The state of DataFrames.jl H2O benchmark

It turns out it’s actually quite hard to produce the same magnitude of speed gains I’m seeing in my application, but here’s an example that roughly shows what I mean:

using DataFrames, Random

string1 = [randstring(4) for _ ∈ 1:5e4]
string2 = [randstring(6)*string(rand(1:10, 3)) for _ ∈ 1:16e6]

df = DataFrame(
    col1 = [rand(string1) for _ ∈ 1:20e6],
    col2 = shuffle!([string2; [missing for _ ∈ 1:4e6]]),
    col3 = shuffle!([string2; [missing for _ ∈ 1:4e6]]), 
    col4 = shuffle!([string2; [missing for _ ∈ 1:4e6]]), 
    col5 = shuffle!([string2; [missing for _ ∈ 1:4e6]]))

to_join = DataFrame(col1 = rand(string1, 500_000),
                    colx = rand(string2, 500_000),
                    val = rand(500_000))

@time out = rename(leftjoin(df, to_join, on = [:col1, :col2 => :colx], matchmissing = :equal), 
                    :val => :val1)
@time out = rename(leftjoin(out, to_join, on = [:col1, :col3 => :colx], matchmissing = :equal), 
                    :val => :val2)
@time out = rename(leftjoin(out, to_join, on = [:col1, :col4 => :colx], matchmissing = :equal), 
                    :val => :val3)
@time out = rename(leftjoin(out, to_join, on = [:col1, :col5 => :colx], matchmissing = :equal), 
                    :val => :val4)

That gives me

 21.597744 seconds (3.03 M allocations: 2.389 GiB, 22.05% gc time, 20.13% compilation time)
 22.779038 seconds (241.43 k allocations: 2.566 GiB, 42.94% gc time, 1.80% compilation time)
 21.833655 seconds (532 allocations: 2.888 GiB, 40.68% gc time)
 53.875572 seconds (558 allocations: 3.223 GiB, 78.24% gc time)

Note that the results are highly variable, depending on when GC gets triggered.

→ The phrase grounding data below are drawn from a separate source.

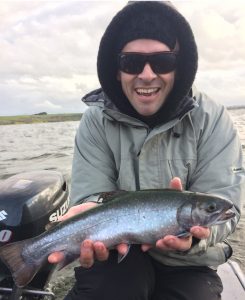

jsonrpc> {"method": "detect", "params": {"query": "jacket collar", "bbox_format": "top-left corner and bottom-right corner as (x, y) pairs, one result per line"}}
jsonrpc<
(82, 88), (198, 129)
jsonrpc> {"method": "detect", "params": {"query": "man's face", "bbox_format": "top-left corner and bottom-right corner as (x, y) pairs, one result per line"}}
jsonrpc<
(117, 39), (176, 116)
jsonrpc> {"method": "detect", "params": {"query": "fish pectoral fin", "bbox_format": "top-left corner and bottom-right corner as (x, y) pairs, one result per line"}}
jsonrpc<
(0, 240), (40, 288)
(57, 251), (79, 271)
(176, 231), (191, 238)
(117, 245), (131, 263)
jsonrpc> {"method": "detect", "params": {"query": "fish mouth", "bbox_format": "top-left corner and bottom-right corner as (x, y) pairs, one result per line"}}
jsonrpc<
(215, 209), (236, 224)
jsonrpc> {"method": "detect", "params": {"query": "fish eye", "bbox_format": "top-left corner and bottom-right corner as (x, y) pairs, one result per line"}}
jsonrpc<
(207, 203), (217, 212)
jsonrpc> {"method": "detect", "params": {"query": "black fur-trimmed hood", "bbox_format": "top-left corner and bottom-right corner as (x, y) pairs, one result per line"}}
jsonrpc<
(96, 1), (198, 127)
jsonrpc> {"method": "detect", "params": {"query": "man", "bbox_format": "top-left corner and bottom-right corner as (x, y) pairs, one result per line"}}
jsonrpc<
(49, 2), (244, 299)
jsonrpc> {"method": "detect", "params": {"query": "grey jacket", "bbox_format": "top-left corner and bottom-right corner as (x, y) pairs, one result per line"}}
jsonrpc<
(70, 88), (245, 268)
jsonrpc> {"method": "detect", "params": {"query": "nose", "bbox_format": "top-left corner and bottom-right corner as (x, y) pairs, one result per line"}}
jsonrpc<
(138, 63), (157, 81)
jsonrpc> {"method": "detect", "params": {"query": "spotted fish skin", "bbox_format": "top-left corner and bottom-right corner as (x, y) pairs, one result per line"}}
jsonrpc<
(0, 189), (235, 287)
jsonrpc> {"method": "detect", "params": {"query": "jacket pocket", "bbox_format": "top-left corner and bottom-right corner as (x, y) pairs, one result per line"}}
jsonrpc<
(167, 159), (196, 189)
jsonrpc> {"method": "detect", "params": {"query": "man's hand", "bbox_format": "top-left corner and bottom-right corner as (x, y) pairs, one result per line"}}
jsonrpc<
(48, 202), (99, 265)
(141, 177), (210, 252)
(48, 202), (128, 268)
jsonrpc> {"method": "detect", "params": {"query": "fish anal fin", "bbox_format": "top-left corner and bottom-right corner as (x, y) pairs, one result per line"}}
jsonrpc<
(0, 241), (40, 288)
(57, 251), (79, 271)
(117, 245), (131, 263)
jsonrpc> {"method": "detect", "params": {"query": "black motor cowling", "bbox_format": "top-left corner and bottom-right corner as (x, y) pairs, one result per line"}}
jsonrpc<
(0, 170), (69, 245)
(0, 170), (69, 296)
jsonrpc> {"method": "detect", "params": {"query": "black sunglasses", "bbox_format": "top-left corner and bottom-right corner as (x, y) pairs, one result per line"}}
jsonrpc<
(118, 51), (178, 75)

Also this is much lower in terms of GC than what I saw in my application, where GC was consistently above 90%.

Now change the example as follows, add:

using ShortStrings, PooledArrays

construct the string vectors as

string1 = ShortString7.([randstring(4) for _ ∈ 1:5e4])
string2 = ShortString15.([randstring(6)*string(rand(1:9, 3)) for _ ∈ 1:16e6])

and then in the DataFrames use PooledArrays like this:

col2 = PooledArray(shuffle!([string2; [missing for _ ∈ 1:4e6]]))

that gives me:

  5.884730 seconds (4.46 M allocations: 1.880 GiB, 16.65% gc time, 53.45% compilation time)
  3.354185 seconds (241.75 k allocations: 1.972 GiB, 25.28% gc time)
  3.153659 seconds (581 allocations: 2.293 GiB, 25.81% gc time)
  3.591859 seconds (611 allocations: 2.629 GiB, 28.89% gc time)

I haven’t done a whole load of exploration as to how much of this is PooledArray vs ShortStrings, and whether e.g. for some larger vectors with many unique entries, PooledArrays become less beneficial, but as I said I’ve only seen massive improvements in speed and memory pressure across all parts of my code that touches large DataFrames with many strings.